SUSE may be losing market share on servers and MeeGo may be the new kid on the block in mobile, but both are well-engineered distributions that would give Microsoft a fighting chance in mobile. The former comes with a host of great engineers and the latter also puts Microsoft on the same side of the mobile war as its long-time ally, Intel.

Microsoft may still appear to be the 800-pound gorilla to some, but despite its profitable billions, it's a company struggling to bridge its past to a vibrant future.

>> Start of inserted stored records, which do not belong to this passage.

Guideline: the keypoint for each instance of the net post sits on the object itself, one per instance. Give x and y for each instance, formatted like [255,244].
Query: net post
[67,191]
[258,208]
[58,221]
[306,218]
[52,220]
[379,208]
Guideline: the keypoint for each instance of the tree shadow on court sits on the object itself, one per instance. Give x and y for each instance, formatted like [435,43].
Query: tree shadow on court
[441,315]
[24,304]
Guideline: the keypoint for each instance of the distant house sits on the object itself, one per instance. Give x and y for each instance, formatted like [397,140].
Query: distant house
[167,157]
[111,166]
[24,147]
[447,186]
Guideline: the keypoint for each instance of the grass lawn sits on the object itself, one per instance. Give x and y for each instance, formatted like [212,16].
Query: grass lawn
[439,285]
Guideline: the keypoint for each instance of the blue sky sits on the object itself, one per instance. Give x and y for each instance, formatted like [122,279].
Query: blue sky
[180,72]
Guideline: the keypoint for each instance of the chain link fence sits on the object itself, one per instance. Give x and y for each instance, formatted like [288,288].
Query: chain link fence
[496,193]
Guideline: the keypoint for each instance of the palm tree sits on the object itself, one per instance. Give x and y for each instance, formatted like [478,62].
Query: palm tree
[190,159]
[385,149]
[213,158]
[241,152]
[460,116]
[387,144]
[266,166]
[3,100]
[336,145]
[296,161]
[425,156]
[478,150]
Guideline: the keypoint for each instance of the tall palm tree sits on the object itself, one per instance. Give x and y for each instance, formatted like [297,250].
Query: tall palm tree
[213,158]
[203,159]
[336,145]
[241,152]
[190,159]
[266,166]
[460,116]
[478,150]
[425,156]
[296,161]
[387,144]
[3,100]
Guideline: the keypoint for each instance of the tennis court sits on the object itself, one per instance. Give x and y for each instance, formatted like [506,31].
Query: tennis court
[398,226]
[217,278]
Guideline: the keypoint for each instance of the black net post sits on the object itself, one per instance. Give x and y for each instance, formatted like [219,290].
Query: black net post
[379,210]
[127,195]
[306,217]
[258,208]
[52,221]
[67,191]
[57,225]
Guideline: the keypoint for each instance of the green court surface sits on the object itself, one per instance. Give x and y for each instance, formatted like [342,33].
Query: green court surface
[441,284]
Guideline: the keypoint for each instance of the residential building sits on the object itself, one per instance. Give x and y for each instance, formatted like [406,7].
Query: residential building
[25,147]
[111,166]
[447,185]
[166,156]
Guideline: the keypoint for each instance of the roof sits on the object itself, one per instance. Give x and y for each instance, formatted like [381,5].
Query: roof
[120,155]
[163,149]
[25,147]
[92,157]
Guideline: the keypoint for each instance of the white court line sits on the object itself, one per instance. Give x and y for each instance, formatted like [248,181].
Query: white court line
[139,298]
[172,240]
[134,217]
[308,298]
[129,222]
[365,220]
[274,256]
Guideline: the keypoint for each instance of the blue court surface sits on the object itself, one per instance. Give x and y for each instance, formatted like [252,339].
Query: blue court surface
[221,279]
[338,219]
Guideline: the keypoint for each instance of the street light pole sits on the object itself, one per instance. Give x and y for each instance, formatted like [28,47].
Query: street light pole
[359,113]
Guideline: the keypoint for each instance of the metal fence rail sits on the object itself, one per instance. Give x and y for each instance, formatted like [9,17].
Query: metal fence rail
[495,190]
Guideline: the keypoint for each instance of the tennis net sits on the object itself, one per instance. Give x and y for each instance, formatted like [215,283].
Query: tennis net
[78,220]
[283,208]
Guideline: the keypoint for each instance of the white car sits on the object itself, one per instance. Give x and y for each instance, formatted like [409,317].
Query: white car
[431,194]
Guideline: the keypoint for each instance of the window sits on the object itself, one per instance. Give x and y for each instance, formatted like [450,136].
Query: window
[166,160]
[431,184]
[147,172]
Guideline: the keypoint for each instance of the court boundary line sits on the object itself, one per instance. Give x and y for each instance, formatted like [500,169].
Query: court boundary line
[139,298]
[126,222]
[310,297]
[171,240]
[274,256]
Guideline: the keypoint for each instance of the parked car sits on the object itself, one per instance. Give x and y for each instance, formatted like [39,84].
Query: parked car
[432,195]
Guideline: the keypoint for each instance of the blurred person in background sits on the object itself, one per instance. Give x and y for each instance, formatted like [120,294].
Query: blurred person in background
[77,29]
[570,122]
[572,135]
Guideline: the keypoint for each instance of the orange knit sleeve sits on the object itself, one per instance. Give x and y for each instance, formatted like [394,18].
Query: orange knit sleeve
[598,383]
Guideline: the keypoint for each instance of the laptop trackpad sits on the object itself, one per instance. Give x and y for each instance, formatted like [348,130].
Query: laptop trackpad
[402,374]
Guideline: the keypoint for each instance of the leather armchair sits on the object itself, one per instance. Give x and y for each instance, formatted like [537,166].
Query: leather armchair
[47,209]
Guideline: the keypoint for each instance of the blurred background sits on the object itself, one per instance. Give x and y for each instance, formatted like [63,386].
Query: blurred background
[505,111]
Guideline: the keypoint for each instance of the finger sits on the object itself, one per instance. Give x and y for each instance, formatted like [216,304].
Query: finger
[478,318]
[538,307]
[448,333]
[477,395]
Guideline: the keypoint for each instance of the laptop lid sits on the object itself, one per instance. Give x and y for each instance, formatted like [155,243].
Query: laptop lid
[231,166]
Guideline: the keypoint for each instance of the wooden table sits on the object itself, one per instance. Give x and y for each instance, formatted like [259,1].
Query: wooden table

Open source offers the company a way to keep its Windows and Office billions while charting a course toward its next one or more billion-dollar businesses. It's a big bet, but given its failures with KIN and Zune, it's about time for Microsoft to take a much bigger risk on open source. ®

Matt Asay is chief operating officer of Ubuntu commercial operation Canonical. With more than a decade spent in open source, Asay served as Alfreso's general manager for the Americas and vice president of business development and he helped put Novell on its open-source track. Asay is an emeritus board member of the Open Source Initiative (OSI). His column, Open...and Shut, appears every Friday on The Register.